The addition of anti-VEGF–based therapies to existing cytotoxic treatments has changed clinical practice, as well as the research directions in advanced glioblastoma (GBM), colorectal cancer, lung cancer, and hepatocellular carcinoma (HCC; refs. 1–4). Unfortunately, the overall survival benefits in patients with these malignancies remain modest despite exceedingly high financial costs (5–12). Clearly, development of novel approaches to maximize the efficacy of available treatments remains a major priority in oncology.
Chemokines, a family of small cytokines, play an important role in leukocyte migration (13). There are more than 50 chemokines, all with 4 conserved cysteins that form 2 essential disulphide bonds. Chemokines interact with a group of more than 20 C-C or C-X-C 7 trans-membrane domain G-protein–coupled receptors (GPCR; reviewed in ref. 14). Although initially of clinical interest for immunology and diseases such as HIV/AIDS, chemokine pathways have become an important area of investigation for cancer therapy (14, 15).

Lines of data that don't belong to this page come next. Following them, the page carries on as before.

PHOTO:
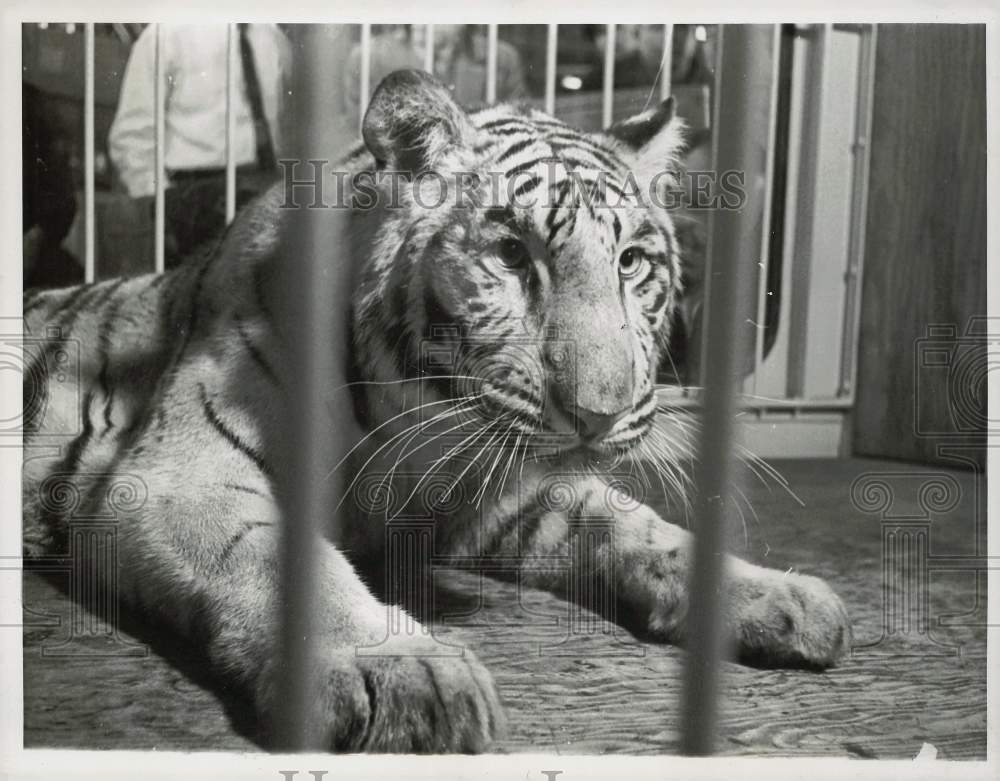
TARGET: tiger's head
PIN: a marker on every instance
(518, 266)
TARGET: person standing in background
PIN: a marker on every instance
(193, 61)
(460, 62)
(391, 50)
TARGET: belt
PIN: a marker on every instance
(194, 174)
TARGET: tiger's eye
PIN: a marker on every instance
(513, 253)
(631, 263)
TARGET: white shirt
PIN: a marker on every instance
(194, 66)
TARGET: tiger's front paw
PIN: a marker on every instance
(787, 620)
(404, 700)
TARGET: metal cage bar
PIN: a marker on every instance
(608, 98)
(492, 43)
(551, 58)
(765, 234)
(668, 61)
(311, 291)
(231, 68)
(859, 211)
(159, 174)
(365, 77)
(89, 239)
(728, 282)
(816, 44)
(429, 49)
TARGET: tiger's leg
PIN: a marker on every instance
(209, 567)
(774, 618)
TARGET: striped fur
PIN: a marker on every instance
(505, 355)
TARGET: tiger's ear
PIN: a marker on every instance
(412, 120)
(655, 139)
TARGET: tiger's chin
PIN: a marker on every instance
(593, 454)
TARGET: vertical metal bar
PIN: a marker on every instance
(816, 45)
(491, 63)
(859, 211)
(551, 55)
(608, 105)
(728, 278)
(366, 72)
(231, 67)
(89, 264)
(312, 288)
(765, 222)
(159, 177)
(429, 49)
(668, 61)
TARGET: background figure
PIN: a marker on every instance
(391, 49)
(194, 59)
(460, 61)
(49, 203)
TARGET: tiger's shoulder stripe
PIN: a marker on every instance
(234, 440)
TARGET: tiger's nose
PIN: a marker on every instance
(591, 424)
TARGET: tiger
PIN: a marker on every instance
(551, 314)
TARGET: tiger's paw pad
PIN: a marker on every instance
(788, 620)
(409, 701)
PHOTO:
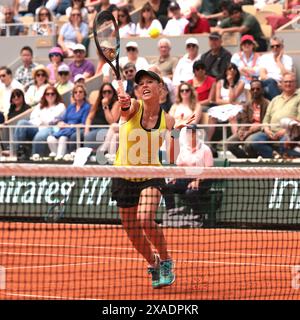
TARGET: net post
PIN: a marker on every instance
(2, 278)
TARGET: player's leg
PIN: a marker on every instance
(149, 201)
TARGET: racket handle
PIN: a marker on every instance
(121, 87)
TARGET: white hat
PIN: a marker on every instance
(63, 68)
(132, 44)
(79, 46)
(78, 77)
(192, 41)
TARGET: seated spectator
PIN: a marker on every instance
(79, 4)
(41, 80)
(56, 57)
(186, 106)
(165, 62)
(7, 85)
(42, 26)
(229, 90)
(105, 111)
(75, 116)
(253, 114)
(193, 153)
(72, 33)
(126, 27)
(184, 68)
(160, 9)
(64, 84)
(58, 7)
(132, 51)
(6, 28)
(244, 23)
(147, 22)
(273, 65)
(197, 23)
(175, 26)
(23, 73)
(17, 104)
(81, 65)
(285, 105)
(204, 85)
(217, 58)
(42, 118)
(247, 60)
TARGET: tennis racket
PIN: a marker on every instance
(107, 40)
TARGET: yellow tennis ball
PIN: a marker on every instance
(154, 33)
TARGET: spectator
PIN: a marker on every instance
(184, 68)
(17, 104)
(56, 57)
(7, 85)
(229, 90)
(105, 111)
(273, 65)
(79, 79)
(41, 80)
(58, 7)
(244, 23)
(75, 115)
(165, 62)
(11, 30)
(132, 50)
(64, 84)
(147, 21)
(23, 73)
(217, 58)
(72, 33)
(43, 26)
(193, 153)
(197, 23)
(175, 26)
(285, 105)
(247, 60)
(160, 9)
(80, 65)
(42, 118)
(186, 105)
(126, 27)
(253, 114)
(204, 85)
(78, 4)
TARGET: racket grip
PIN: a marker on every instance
(121, 87)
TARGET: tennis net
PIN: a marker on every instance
(236, 237)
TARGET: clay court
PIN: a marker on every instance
(77, 261)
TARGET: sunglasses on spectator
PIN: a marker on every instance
(131, 49)
(50, 94)
(129, 71)
(16, 95)
(63, 73)
(106, 92)
(185, 90)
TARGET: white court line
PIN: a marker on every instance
(111, 248)
(140, 259)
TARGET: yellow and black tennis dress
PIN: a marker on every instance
(138, 146)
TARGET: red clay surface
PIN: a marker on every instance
(60, 261)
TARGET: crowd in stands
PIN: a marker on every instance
(250, 89)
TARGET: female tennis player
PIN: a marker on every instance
(143, 128)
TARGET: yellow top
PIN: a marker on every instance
(139, 146)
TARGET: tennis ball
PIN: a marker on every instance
(154, 33)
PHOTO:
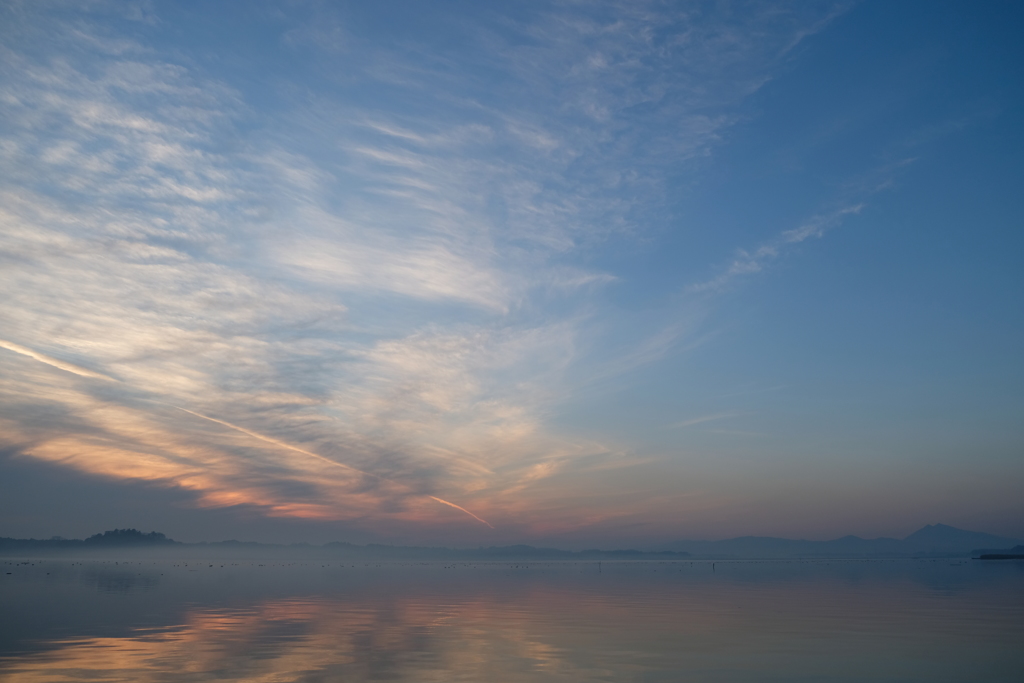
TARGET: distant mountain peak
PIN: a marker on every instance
(944, 535)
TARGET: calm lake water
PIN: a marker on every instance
(273, 621)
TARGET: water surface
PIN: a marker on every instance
(309, 621)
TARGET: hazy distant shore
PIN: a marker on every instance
(932, 541)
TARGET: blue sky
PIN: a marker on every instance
(563, 272)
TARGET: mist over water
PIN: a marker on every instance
(315, 621)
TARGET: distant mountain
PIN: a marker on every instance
(933, 540)
(127, 537)
(134, 543)
(941, 538)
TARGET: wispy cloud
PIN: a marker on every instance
(750, 262)
(373, 303)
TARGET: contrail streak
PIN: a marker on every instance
(275, 441)
(296, 449)
(457, 507)
(67, 367)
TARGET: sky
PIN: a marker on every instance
(567, 273)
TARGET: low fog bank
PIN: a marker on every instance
(931, 541)
(134, 544)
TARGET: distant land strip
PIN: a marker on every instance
(931, 541)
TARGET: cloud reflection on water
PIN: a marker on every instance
(564, 623)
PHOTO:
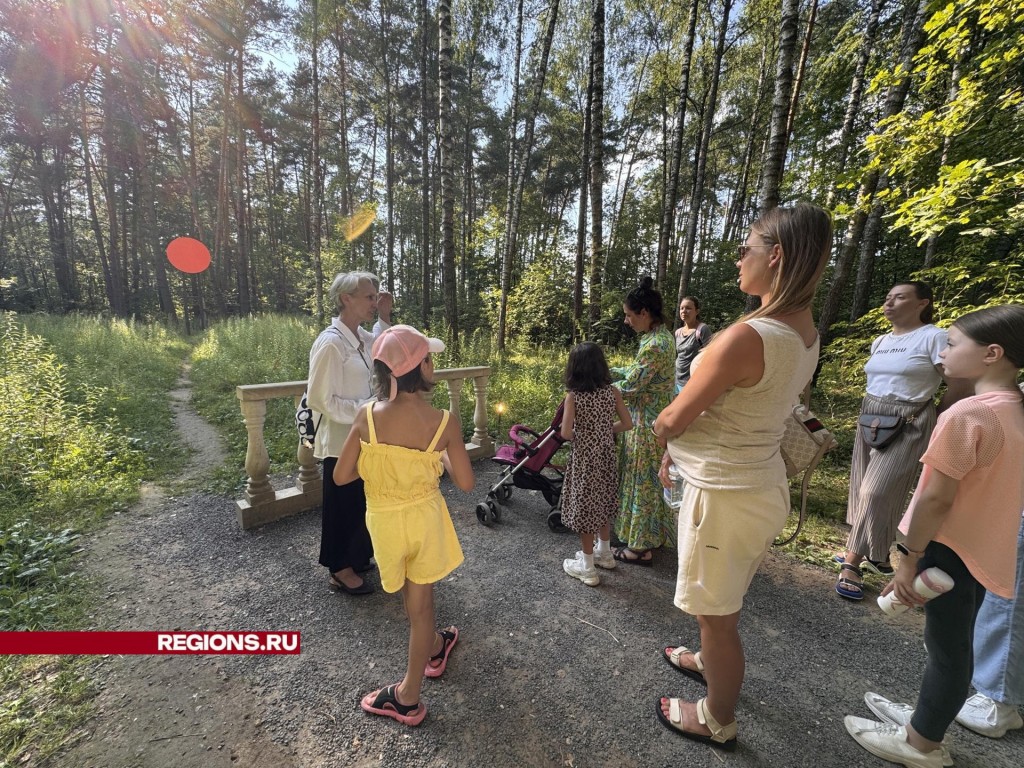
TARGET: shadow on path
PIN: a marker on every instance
(547, 672)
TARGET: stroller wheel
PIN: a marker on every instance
(496, 511)
(483, 513)
(555, 521)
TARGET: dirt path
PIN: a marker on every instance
(547, 672)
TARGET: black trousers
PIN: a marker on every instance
(344, 539)
(949, 639)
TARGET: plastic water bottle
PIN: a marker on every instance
(674, 495)
(930, 583)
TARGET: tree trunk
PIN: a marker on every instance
(316, 193)
(855, 97)
(711, 105)
(450, 289)
(522, 164)
(870, 183)
(241, 220)
(801, 69)
(913, 37)
(737, 209)
(671, 195)
(774, 163)
(596, 162)
(582, 216)
(425, 228)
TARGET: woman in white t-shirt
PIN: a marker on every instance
(903, 374)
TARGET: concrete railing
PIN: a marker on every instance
(262, 503)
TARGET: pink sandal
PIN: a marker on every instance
(437, 664)
(385, 701)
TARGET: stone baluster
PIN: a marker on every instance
(480, 436)
(455, 395)
(258, 488)
(308, 477)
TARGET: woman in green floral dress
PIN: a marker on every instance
(645, 521)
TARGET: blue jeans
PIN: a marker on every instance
(998, 642)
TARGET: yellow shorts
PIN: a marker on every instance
(723, 538)
(413, 541)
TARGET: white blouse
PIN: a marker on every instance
(339, 384)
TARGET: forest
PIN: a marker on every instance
(519, 163)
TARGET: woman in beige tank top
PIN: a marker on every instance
(723, 431)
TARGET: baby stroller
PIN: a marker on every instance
(527, 465)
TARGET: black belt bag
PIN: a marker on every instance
(879, 431)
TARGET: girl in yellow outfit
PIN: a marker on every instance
(399, 446)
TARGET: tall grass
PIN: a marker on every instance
(84, 418)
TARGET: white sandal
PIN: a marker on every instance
(674, 659)
(722, 736)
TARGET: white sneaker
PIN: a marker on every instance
(888, 741)
(900, 714)
(604, 560)
(988, 717)
(577, 569)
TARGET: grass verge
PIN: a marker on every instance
(84, 419)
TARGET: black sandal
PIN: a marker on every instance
(621, 556)
(438, 663)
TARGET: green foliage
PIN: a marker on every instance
(60, 458)
(251, 350)
(969, 80)
(540, 309)
(125, 369)
(43, 699)
(83, 419)
(33, 576)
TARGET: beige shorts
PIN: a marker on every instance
(723, 538)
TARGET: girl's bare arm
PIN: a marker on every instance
(625, 422)
(455, 458)
(568, 418)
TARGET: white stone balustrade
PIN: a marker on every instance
(262, 503)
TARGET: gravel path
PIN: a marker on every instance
(547, 672)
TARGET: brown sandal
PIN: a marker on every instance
(851, 589)
(637, 559)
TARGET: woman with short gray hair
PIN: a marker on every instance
(338, 387)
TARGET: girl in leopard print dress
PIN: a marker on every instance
(594, 414)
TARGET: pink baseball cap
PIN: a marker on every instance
(402, 348)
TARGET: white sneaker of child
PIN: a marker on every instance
(988, 717)
(604, 559)
(578, 569)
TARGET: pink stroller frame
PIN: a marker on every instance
(527, 465)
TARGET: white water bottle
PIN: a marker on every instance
(930, 583)
(674, 495)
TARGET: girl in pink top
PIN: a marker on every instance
(964, 519)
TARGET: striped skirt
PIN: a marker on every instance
(881, 480)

An emerging chemokine target for cancer therapy is CXCL12, also known as the stromal-derived factor 1 alpha (SDF1α), which binds and initiates signaling through its cognate receptors CXCR4 and CXCR7 (14, 16, 17). CXCL12 is a specific ligand for CXCR4, whereas CXCL11 binds CXCR7 as well. Knockout studies of CXCL12, CXCR4, or CXCR7 have shown lethality in mice either during embryonic development or perinatally (18–20). This finding emphasizes that the pleiotropic activity of the CXCL12 pathway is critical for hematopoietic, neural, vascular, and craniofacial organogenesis and cardiac development. Activation of CXCR4 or CXCR7 signaling may affect several major signaling pathways related to cell survival, proliferation, and migration (see Fig. 1). For example, CXCL12 activates phosphoinositide 3-kinase (PI3K)/Akt, IP3, and mitogen activated protein kinase (MAPK) pathways via CXCR4, thus regulating cell survival, proliferation, and chemotaxis. CXCR4 signaling can be modulated by β−arrestin–mediated internalization of the receptor. Much less is known about CXCL12 signaling via CXCR7, which was initially thought to serve primarily as a sink for CXCL12 (21–23). Indeed, when CXCR7 is activated by CXCL12, the classical GPCR mobilization of Ca2+ is not observed (24). Rather, the β-arrestin pathway is activated and scavenges CXCL12 (22, 25). CXCR4 and CXCR7 can also form heterodimers, whereby CXCR7 changes the conformation of the CXCR4/G-protein complexes and abrogates its signaling (26). Finally, CXCR7 can signal through the PLC/MAPK pathway and increase cell survival in gliomas (27).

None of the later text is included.